Border agents find 7 endangered baby monkeys in backpack
Texas border patrol agents rescued seven endangered baby spider monkeys that were smuggled inside a backpack over the southern border.
Video from an arrest in Brownsville on Thursday shows officials opening the bag and finding the monkeys huddled together.
“Aw, poor babies,” one of the agents says.
The monkeys were seized from a juvenile offender, who stuffed the simians inside a backpack that had holes poked in it to allow them to breathe, officials said.
“This case highlights the lengths smugglers will go to maximize profits with no regard for the lives of migrants or animals,” said Gloria Chavez, the chief patrol agent for the Rio Grande Valley sector.
The endangered monkeys have since been transferred to the agents with the US Fish and Wildlife Department. Their current condition was not made immediately available.
This is not the first time border agents have caught the endangered monkeys being smuggled across the border.
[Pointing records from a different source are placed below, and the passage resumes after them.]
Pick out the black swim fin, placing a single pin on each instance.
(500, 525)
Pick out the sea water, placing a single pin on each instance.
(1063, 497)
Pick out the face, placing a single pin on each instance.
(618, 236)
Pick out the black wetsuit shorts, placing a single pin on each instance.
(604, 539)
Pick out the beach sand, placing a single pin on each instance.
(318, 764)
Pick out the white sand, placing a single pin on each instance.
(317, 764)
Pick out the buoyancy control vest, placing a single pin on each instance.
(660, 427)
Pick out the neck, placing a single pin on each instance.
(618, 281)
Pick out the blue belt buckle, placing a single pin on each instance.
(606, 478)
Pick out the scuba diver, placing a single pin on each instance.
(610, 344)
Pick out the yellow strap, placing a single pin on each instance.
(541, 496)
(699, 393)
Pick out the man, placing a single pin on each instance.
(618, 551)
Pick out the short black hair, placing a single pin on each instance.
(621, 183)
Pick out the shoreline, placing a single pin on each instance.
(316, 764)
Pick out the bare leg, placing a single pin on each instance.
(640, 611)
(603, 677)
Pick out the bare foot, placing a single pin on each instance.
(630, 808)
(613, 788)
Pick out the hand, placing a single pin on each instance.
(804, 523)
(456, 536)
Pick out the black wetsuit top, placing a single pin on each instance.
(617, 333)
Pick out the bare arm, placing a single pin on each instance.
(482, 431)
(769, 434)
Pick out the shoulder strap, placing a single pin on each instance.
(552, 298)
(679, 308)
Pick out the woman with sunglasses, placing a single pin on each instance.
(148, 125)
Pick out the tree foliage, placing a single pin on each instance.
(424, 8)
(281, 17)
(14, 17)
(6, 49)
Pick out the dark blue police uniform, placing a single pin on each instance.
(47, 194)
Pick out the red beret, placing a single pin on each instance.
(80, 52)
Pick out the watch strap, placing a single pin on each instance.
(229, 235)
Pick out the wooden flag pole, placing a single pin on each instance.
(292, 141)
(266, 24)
Last year, Savannah Nicole Valdez, of Katy, Texas, pleaded guilty to smuggling a spider monkey into the US through the use of a beer box when officials caught her trying to sell the simian online.
In 2021, another woman was detained in South Texas after border agents found her carrying four spider monkeys inside a duffle bag.
Spider monkeys are named over their habit of dangling from trees using their long tails. They are among the 25 most threatened primates in the world, according to the Wildlife Conservation Society (WCS).
The simians, who live in the rainforests of Central and South America, are dying out due to habitat loss, hunting, fragmentation and pet trade smuggling, the WCS noted.